Bloomberg previously shed a bit of light on the "uber-informed" goings on with credit default swaps in the context of buy-outs and take-overs. See here. Now they turn their lights on similar goings on in the equity side of these things.

Insider-Trading Ring Bust May Fuel Hedge-Fund Concern (Update3) By David Scheer
Prosecutors in New York and Washington yesterday brought criminal charges against 13 people, claiming that an executive at UBS and a former compliance lawyer at Morgan Stanley tipped off hedge-fund traders and brokers to new analyst ratings and secret takeover talks.

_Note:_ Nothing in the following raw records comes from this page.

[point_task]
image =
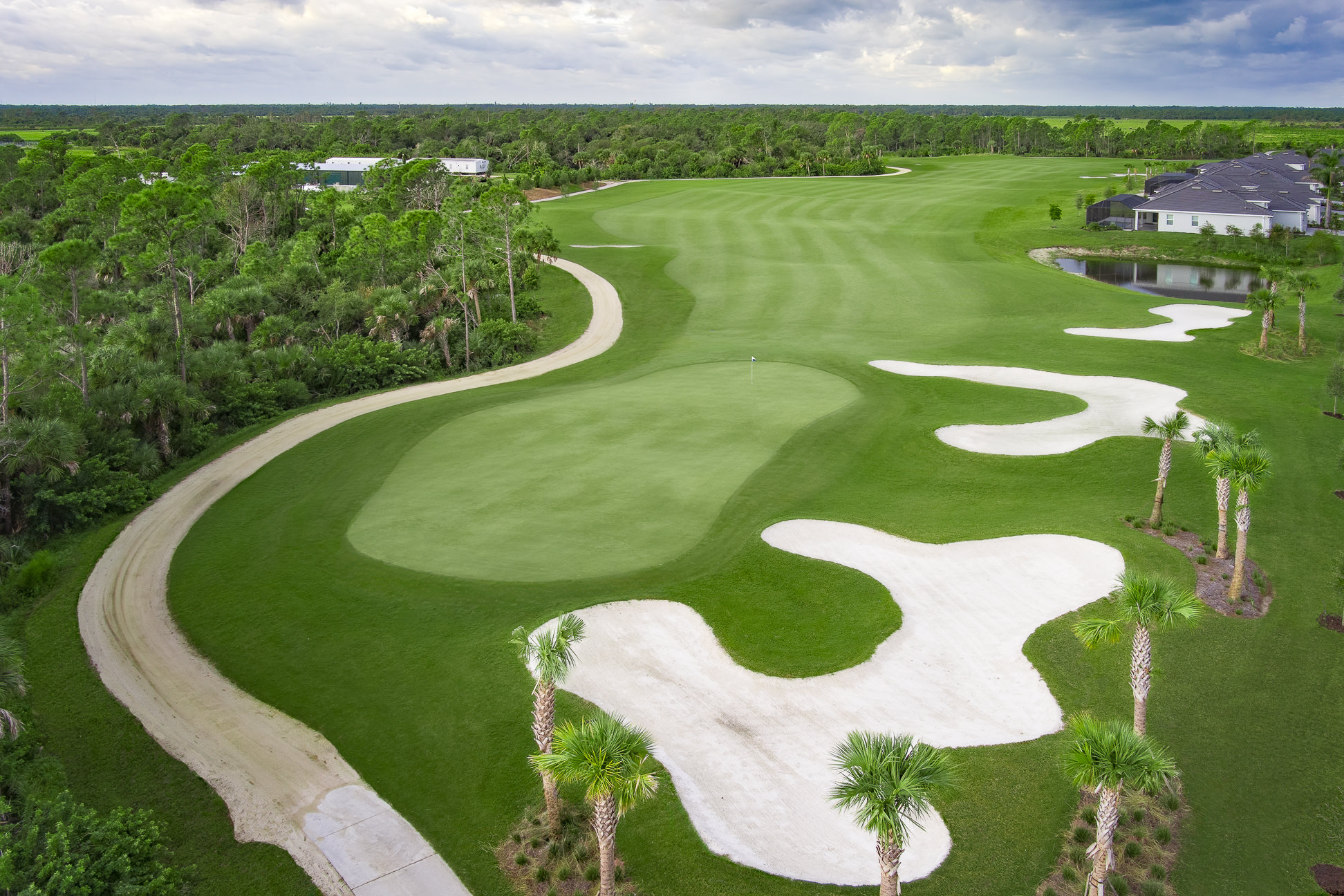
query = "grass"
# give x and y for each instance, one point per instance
(648, 464)
(108, 756)
(408, 673)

Bear Stearns was home to at least four professionals who traded on information leaked from inside the two firms, according to a complaint filed by the Securities and Exchange Commission.

Hedge funds are private pools of capital that allow managers to participate substantially in gains on the money invested. That pay structure creates an incentive for employees to trade in non- public information.

The temptation to cheat extends to the securities firms, which collect $10 billion a year in fees for providing prime- brokerage services to hedge funds.

At least two studies show that stocks and derivatives regularly rise ahead of takeovers, and in the past week trading of options to buy shares of TXU Corp. and Hyperion Solutions Corp. surged in advance of announcements that they agreed to be acquired.

A study by Measuredmarkets Inc. in August showed that insiders may have traded illegally in advance of 41 percent of the largest U.S. acquisitions the previous year. Two months later, Credit Derivatives Research LLC found that credit-default swaps based on the bonds of 30 takeover targets, including four of the five biggest leveraged buyouts by that point in 2006, rose before deals were announced.

Earlier this year, the SEC asked at least 10 Wall Street firms to turn over stock-trading records for the last two weeks of September, seeking to determine whether they leaked details about big stock trades to favored clients.

The government said yesterday that it broke one of the biggest insider-trading cases since the 1980s. According to the SEC, which brought a civil suit against 14 defendants, the scheme stretched over five years, included hundreds of tips and produced more than $15 million in illegal profits.

"Treasury Secretary Henry Paulson and SEC Chairman Christopher Cox are siding with Wall Street and Corporate America insiders in an aggressive push to kill section 404 disclosure provisions of the Sarbanes-Oxley Act (SOX)."